The expt_cols attribute of this class is a list of column names whose values must all be the same for two files to be considered to belong to the same experiment. This is needed, e.g., to collect timeseries data chunked by date across multiple files. This is used to define an “experiment key”, which is used to test if two files belong to the same or different experiments. Currently this just concatenates string representations of all the entries in expt_cols.

The `pod_expt_cols and `var_expt_cols attributes of the column spec come into play during the Select stage, and are discussed in that section. Finally, the column spec also identifies the names of the columns containing the path to the file on the remote filesystem (remote_data_col) and the column containing the DateRange of data in each file.

Query stage

The purpose of the Query stage is to locate remote data, if any is present, for each active variable for which this information is unknown.

Methods called

The overarching method for the Query stage is the query_data() method of DataSourceBase, which does a query for all active PODs at once. This calls query_dataset() on the child class (DataframeQueryDataSourceBase), which queries a single variable requested by a POD. The catalog query itself is done in _query_catalog(). Individual conditions of the query are assembled by _query_clause(), except for the clause specifying that data cover the analysis period, which is done first for technical reasons involving the use of comparison operators in object-valued columns.

By default, _query_clause assumes the names of columns in the catalog are the same as the corresponding attributes on the VarlistEntry object defining the query.

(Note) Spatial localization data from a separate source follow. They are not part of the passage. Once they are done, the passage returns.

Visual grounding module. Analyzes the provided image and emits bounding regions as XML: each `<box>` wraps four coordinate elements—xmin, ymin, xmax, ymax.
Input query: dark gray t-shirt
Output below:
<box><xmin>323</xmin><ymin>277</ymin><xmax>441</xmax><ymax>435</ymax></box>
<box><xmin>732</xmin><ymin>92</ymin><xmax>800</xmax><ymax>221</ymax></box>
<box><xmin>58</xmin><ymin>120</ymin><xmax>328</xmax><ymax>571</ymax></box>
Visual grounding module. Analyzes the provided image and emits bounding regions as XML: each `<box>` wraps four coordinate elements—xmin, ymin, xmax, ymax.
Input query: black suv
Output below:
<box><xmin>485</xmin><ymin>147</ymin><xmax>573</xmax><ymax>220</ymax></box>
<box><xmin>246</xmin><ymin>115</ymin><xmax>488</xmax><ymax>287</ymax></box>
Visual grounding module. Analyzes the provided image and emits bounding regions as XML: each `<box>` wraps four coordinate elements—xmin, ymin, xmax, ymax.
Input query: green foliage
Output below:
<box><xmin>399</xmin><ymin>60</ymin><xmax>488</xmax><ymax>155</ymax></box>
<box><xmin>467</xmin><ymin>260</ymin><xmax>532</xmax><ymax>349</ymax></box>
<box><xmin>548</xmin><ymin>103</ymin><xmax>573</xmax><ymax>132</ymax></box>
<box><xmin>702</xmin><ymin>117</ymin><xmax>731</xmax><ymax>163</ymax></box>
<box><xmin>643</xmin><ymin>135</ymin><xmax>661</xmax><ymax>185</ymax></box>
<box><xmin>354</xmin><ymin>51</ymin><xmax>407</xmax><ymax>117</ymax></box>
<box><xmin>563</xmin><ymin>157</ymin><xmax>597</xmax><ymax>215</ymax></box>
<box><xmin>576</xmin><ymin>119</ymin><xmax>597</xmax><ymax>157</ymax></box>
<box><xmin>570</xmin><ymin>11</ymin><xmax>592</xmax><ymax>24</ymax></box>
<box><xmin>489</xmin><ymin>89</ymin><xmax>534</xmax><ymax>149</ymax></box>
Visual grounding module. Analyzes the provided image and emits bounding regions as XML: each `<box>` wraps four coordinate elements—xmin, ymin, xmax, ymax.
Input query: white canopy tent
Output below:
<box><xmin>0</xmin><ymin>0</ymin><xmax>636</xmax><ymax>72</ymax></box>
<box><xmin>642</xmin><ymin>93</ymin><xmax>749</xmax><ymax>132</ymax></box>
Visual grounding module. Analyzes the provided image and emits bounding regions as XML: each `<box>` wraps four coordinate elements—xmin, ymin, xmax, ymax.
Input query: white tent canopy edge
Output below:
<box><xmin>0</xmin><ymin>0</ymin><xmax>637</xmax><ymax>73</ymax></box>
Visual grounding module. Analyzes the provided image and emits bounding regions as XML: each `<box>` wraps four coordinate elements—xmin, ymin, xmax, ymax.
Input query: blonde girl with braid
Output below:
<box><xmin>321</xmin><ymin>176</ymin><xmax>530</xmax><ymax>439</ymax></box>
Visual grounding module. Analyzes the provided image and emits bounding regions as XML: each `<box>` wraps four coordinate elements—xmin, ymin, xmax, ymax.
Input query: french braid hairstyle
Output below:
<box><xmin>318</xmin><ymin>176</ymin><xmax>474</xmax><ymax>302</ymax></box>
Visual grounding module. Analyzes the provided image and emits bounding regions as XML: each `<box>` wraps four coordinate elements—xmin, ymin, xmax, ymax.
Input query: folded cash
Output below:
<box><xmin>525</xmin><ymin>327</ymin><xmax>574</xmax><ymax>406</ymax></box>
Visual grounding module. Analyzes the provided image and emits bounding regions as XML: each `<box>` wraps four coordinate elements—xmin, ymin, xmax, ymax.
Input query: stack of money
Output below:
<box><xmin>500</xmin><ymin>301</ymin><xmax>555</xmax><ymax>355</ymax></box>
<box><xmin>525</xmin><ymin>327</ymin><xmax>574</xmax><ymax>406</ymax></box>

This can be changed by defining a class attribute named _query_attrs_synonyms: a dict that will be used to map attributes on the variable to the correct column names. (Translating the values in those columns between the naming conventions of the POD’s settings file and the naming convention used by the data source is done by VariableTranslator).

The query is executed by Pandas’ query method, which returns a DataFrame containing a subset of the catalog’s rows. There is no good reason for this, and this should be reimplemented in terms of Intake’s search method, which is closely equivalent.

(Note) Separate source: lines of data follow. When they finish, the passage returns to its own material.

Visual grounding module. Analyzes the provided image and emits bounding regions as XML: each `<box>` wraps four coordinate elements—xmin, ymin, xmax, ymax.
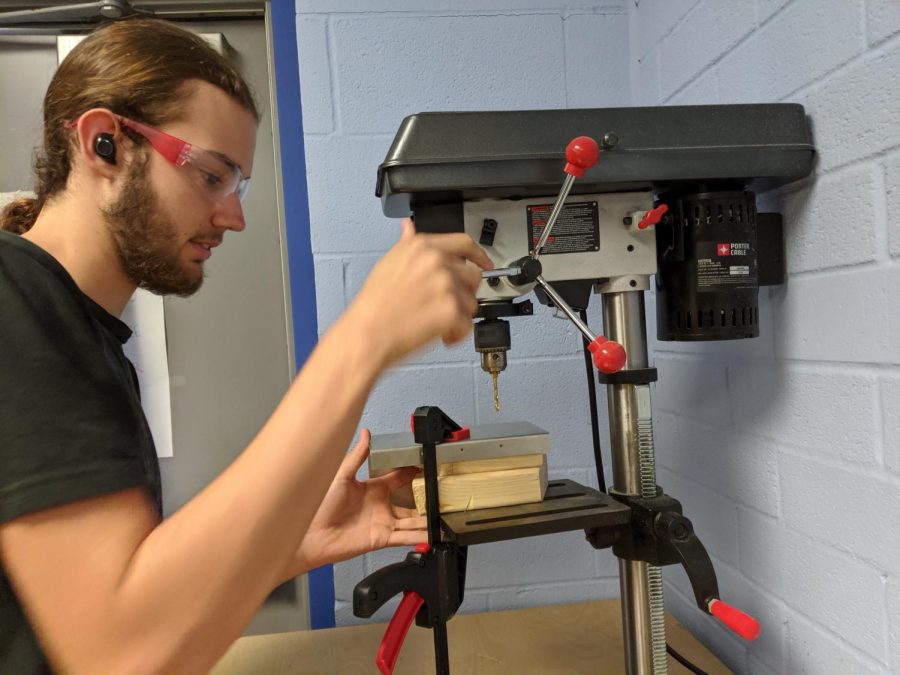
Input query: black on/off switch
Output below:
<box><xmin>479</xmin><ymin>218</ymin><xmax>498</xmax><ymax>246</ymax></box>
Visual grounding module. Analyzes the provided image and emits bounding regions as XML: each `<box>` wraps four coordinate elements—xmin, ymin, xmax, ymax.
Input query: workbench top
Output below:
<box><xmin>212</xmin><ymin>599</ymin><xmax>731</xmax><ymax>674</ymax></box>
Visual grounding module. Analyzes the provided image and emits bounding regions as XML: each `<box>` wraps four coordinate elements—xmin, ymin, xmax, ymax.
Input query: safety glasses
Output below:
<box><xmin>65</xmin><ymin>113</ymin><xmax>250</xmax><ymax>203</ymax></box>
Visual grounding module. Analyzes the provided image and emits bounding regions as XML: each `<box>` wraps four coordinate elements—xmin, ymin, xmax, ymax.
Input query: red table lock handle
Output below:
<box><xmin>708</xmin><ymin>598</ymin><xmax>761</xmax><ymax>641</ymax></box>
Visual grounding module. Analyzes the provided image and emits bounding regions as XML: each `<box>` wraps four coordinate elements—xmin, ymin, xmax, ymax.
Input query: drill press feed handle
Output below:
<box><xmin>531</xmin><ymin>135</ymin><xmax>601</xmax><ymax>260</ymax></box>
<box><xmin>587</xmin><ymin>336</ymin><xmax>627</xmax><ymax>373</ymax></box>
<box><xmin>563</xmin><ymin>135</ymin><xmax>600</xmax><ymax>178</ymax></box>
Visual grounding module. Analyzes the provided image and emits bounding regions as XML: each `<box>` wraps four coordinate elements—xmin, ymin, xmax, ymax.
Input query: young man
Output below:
<box><xmin>0</xmin><ymin>18</ymin><xmax>491</xmax><ymax>675</ymax></box>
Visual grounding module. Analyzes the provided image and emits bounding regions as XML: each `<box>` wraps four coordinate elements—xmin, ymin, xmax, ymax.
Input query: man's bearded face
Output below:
<box><xmin>103</xmin><ymin>154</ymin><xmax>204</xmax><ymax>297</ymax></box>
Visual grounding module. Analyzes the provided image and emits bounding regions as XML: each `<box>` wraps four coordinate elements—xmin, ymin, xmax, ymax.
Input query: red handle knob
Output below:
<box><xmin>708</xmin><ymin>599</ymin><xmax>761</xmax><ymax>641</ymax></box>
<box><xmin>587</xmin><ymin>336</ymin><xmax>626</xmax><ymax>374</ymax></box>
<box><xmin>564</xmin><ymin>136</ymin><xmax>600</xmax><ymax>178</ymax></box>
<box><xmin>376</xmin><ymin>590</ymin><xmax>426</xmax><ymax>675</ymax></box>
<box><xmin>638</xmin><ymin>204</ymin><xmax>669</xmax><ymax>230</ymax></box>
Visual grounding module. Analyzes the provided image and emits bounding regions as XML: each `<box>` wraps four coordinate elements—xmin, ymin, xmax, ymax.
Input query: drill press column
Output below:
<box><xmin>602</xmin><ymin>290</ymin><xmax>666</xmax><ymax>675</ymax></box>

The query results are then grouped by values of the “experiment key” (defined above). If a group is not eliminated by check_group_daterange() or custom logic in _query_group_hook(), it’s considered a successful query. A “data key” (an object of the class given in the data source’s _DataKeyClass attribute) corresponding to the result is generated and stored in the data attribute of the variable being queried. Specifically, the data attribute is a dict mapping experiment keys to data keys.

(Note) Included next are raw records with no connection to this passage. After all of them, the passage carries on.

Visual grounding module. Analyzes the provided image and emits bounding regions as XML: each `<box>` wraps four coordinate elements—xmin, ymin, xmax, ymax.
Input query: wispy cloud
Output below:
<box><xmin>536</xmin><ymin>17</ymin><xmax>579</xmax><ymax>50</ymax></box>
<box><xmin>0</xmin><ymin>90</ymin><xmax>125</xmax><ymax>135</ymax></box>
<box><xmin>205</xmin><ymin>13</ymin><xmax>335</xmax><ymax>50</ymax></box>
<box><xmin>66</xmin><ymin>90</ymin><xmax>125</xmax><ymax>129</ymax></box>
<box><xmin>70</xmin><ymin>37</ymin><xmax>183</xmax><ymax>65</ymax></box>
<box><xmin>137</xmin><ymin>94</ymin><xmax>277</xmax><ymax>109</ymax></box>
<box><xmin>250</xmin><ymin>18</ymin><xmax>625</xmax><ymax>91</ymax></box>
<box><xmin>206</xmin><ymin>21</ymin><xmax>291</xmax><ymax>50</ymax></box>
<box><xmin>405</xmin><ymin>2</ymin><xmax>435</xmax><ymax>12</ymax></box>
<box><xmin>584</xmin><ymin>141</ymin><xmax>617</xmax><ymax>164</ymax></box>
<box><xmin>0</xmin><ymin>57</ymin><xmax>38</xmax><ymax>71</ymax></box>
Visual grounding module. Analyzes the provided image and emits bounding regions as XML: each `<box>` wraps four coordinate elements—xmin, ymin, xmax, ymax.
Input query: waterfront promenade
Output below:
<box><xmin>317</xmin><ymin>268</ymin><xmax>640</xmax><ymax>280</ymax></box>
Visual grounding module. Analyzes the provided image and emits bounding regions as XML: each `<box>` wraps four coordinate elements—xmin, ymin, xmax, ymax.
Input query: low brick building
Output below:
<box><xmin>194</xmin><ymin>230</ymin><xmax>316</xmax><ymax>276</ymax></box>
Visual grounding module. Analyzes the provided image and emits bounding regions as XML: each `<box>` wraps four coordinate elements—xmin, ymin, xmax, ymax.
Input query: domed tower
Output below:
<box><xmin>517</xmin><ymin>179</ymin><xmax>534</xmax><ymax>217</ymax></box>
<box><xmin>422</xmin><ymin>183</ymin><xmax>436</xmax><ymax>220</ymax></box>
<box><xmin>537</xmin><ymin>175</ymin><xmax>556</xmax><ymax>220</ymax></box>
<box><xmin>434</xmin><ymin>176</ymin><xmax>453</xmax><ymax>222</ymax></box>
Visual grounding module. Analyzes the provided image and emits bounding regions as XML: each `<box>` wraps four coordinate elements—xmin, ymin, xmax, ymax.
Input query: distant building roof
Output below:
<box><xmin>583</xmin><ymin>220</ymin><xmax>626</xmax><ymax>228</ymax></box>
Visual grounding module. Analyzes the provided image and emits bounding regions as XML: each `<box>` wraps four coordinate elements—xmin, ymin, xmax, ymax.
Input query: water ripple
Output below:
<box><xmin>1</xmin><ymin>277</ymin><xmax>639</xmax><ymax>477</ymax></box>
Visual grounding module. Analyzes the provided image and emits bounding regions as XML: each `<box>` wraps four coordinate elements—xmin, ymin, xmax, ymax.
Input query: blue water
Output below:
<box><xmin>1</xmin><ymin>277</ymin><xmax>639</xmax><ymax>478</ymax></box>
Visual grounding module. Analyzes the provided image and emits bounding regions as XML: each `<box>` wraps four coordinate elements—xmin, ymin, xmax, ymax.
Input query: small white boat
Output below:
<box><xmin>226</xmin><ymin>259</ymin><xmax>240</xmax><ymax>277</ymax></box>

“Data keys” inherit from DataKeyBase and are used to associate remote files (or URLs, etc.) with local paths to downloaded data during the Fetch stage. All data sources based on the DataframeQueryDataSourceBase use the DataFrameDataKey, which identifies files based on their row index in the catalog; the path to the remote file (in remote_data_col) is looked up separately.

Termination conditions

The Query stage operates in “batch mode,” executing queries for all active variables (VarlistEntry objects with status = ACTIVE) which have not already been queried (stage attribute < QUERIED enum value). A successful query is one that returns a nonempty result from the catalog, which causes its stage to be updated to QUERIED and the VarlistEntry to be removed from the batch. Unsuccessful queries result in the deactivation of the variable and the activation of its alternates, as described above. These alternates will be included in the batch when it’s recalculated (unless they’ve already been queried as a result of being an alternate for another variable as well.)

The Query stage terminates when the batch of variables to query is empty (or when the batch-query process repeats more than a maximum number of times, to guard against infinite loops.) Recall, though, that because of the structure of the query-fetch-preprocess loop, the Query stage may execute multiple times with batches of different variables.